Sometimes it has to do with how long that cooking method is applied, since a different thing happens. For example, you can poach OR hard-boil an egg; same method, different amount of cooking time.
In short, with a few exceptions, it's not about what process you're applying to cook the food, but about the result that it achieves in the food item.
Poached and hard boiled eggs vary by more than just their cook time. These names are much less about chemical processes and more about differences in technique. See other comments in this thread.
If I hand you an egg and tell you it's a poached egg, you're going to thinking about the consistency of the egg, not how I cooked it. Poached means the result, not the process.
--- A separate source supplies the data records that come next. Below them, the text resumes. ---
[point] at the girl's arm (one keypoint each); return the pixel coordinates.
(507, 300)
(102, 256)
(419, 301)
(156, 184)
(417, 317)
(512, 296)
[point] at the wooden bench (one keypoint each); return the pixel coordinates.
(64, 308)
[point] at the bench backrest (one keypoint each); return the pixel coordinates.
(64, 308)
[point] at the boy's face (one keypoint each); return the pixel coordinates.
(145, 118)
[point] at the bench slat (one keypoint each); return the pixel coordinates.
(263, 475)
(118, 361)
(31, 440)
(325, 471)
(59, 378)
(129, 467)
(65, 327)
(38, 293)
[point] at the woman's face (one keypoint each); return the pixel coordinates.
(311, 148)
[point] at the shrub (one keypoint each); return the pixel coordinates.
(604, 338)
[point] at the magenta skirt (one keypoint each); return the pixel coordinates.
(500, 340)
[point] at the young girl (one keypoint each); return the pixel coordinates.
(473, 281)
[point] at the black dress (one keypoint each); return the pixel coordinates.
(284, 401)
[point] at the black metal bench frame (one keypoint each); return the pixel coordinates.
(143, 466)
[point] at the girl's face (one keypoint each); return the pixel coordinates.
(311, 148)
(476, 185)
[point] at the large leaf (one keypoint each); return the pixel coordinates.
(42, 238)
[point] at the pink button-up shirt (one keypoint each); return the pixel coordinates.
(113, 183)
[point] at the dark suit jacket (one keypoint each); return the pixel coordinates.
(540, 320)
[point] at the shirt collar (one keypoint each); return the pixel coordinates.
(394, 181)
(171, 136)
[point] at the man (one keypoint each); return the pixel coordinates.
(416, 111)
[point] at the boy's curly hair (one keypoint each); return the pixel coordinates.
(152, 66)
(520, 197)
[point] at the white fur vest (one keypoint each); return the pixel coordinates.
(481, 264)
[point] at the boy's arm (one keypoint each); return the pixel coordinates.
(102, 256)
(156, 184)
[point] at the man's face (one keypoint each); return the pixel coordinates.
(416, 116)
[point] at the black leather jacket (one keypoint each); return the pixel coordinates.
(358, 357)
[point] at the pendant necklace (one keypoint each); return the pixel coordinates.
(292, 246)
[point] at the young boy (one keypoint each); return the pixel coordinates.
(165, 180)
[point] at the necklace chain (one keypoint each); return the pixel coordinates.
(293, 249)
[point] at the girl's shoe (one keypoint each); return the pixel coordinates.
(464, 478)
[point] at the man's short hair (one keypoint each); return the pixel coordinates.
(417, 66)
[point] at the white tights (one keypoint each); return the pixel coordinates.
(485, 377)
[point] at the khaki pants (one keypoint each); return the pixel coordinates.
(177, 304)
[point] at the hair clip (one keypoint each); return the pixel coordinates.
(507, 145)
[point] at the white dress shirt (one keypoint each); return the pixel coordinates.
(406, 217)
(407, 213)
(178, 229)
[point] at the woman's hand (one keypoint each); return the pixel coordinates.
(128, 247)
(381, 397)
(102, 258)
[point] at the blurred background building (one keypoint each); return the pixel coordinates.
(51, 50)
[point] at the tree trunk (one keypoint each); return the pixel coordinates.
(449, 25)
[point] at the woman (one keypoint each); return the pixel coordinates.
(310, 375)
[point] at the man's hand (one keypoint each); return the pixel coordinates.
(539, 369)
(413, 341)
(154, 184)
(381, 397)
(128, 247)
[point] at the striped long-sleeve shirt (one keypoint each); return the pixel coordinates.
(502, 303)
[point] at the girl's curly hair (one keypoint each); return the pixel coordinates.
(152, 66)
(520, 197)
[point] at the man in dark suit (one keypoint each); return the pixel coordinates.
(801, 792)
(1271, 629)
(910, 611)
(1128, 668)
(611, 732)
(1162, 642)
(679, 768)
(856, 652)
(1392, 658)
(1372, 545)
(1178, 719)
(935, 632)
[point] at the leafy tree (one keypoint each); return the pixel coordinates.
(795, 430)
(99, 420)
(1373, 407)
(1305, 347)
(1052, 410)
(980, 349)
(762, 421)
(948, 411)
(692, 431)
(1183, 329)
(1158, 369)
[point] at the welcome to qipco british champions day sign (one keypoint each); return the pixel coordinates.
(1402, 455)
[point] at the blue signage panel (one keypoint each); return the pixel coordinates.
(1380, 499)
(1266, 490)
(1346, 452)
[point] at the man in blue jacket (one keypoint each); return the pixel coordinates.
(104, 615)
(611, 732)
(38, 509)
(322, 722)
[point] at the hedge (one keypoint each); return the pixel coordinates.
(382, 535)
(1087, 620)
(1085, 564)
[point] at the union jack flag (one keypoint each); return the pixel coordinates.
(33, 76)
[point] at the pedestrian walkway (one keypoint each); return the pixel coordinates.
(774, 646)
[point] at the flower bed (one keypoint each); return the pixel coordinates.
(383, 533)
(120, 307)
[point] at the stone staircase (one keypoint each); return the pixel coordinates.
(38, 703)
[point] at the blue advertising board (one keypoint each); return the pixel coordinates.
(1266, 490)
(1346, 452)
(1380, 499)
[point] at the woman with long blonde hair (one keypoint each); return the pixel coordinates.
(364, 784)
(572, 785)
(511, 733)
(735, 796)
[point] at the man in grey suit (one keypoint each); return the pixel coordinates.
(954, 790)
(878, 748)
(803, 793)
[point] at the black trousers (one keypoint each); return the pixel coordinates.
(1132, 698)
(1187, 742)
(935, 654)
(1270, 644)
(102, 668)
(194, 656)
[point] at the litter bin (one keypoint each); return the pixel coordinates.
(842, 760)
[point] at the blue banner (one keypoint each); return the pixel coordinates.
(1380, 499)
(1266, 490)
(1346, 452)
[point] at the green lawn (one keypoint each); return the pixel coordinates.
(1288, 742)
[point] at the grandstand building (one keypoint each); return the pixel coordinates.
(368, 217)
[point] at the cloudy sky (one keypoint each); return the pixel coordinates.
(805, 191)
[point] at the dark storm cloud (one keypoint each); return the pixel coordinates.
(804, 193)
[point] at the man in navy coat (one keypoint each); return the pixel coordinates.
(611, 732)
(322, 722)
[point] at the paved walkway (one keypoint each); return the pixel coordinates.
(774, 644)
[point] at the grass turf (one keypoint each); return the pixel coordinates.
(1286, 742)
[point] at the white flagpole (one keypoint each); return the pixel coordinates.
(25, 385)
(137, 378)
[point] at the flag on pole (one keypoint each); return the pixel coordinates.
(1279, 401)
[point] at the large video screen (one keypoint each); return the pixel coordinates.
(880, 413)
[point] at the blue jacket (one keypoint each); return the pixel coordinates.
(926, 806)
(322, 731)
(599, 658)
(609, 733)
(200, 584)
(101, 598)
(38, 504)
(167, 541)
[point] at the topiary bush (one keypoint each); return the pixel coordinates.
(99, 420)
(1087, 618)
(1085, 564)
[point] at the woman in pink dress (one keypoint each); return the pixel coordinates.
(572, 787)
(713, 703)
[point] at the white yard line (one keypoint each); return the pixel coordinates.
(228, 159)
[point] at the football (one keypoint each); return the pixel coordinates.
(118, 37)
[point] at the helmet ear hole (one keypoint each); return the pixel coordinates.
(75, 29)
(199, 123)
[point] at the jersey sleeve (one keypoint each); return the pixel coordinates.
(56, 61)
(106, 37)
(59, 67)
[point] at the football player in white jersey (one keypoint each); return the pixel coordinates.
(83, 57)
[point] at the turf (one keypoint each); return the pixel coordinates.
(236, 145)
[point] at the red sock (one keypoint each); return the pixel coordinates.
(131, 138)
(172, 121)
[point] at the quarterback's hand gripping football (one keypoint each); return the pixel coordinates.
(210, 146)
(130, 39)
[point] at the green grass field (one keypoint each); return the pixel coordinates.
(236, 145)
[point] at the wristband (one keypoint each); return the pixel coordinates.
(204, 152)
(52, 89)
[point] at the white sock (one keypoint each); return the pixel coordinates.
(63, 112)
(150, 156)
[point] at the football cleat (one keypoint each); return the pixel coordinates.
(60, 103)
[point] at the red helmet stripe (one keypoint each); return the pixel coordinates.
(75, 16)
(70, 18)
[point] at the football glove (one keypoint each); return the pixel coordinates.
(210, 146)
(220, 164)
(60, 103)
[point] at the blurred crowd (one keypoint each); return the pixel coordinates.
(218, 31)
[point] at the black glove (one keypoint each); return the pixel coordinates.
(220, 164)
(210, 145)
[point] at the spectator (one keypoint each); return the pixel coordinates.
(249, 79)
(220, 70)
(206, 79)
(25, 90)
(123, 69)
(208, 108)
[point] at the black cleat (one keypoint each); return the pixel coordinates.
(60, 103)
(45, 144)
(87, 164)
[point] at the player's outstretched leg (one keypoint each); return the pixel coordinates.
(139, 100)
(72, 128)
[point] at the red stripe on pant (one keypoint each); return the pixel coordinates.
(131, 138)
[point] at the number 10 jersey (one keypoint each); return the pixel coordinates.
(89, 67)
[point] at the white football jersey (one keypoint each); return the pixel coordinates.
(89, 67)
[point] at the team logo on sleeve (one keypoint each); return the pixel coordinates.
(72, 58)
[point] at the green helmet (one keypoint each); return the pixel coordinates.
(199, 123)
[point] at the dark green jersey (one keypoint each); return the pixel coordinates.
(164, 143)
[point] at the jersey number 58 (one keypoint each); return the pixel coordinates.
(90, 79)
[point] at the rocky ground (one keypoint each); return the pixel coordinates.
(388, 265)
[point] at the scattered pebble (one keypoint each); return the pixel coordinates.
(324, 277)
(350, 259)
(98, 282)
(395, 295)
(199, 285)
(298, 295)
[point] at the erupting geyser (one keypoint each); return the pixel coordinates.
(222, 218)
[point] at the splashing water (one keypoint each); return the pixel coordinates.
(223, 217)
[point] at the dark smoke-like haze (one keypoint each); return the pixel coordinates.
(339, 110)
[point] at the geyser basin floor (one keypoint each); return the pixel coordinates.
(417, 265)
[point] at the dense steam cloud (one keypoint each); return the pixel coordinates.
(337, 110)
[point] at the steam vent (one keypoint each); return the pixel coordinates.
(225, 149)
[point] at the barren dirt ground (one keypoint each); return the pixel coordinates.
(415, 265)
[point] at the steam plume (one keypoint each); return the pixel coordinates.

Poach equals lower temp liquid. It can be oil or water type liquid. Boil is maximum temp water type liquid only. Blanching is boiling for a short time with the intention of not cooking all of the way through (eg to get skin off or to prepare for preservation by freezing).
Fry and saute are used interchangably all the time. One person's fried onions is another's sauted onions. Saute should indicate small pieces turned or tossed in a moderate amout of fat. Fry can be small or large pieces and can have moderate to lots of fat as a cooking medium.
Note that this is how normal people in my region and life use these terms and I make no claim that this is 'right' just my experience.
I have no answers, just pointing out that boiled carrots and poached eggs are also things.
Boiling, poaching and blanching all have to do with how long something is immersed in boiling water, for instance. (I think, and those definitions may also subtly change with the food item.)
Boiling happens in boiling liquid, poaching happens at a lower temperature and you wouldnt boil turkey. Sauteing is frying but uses little fat, unlike deep frying for example.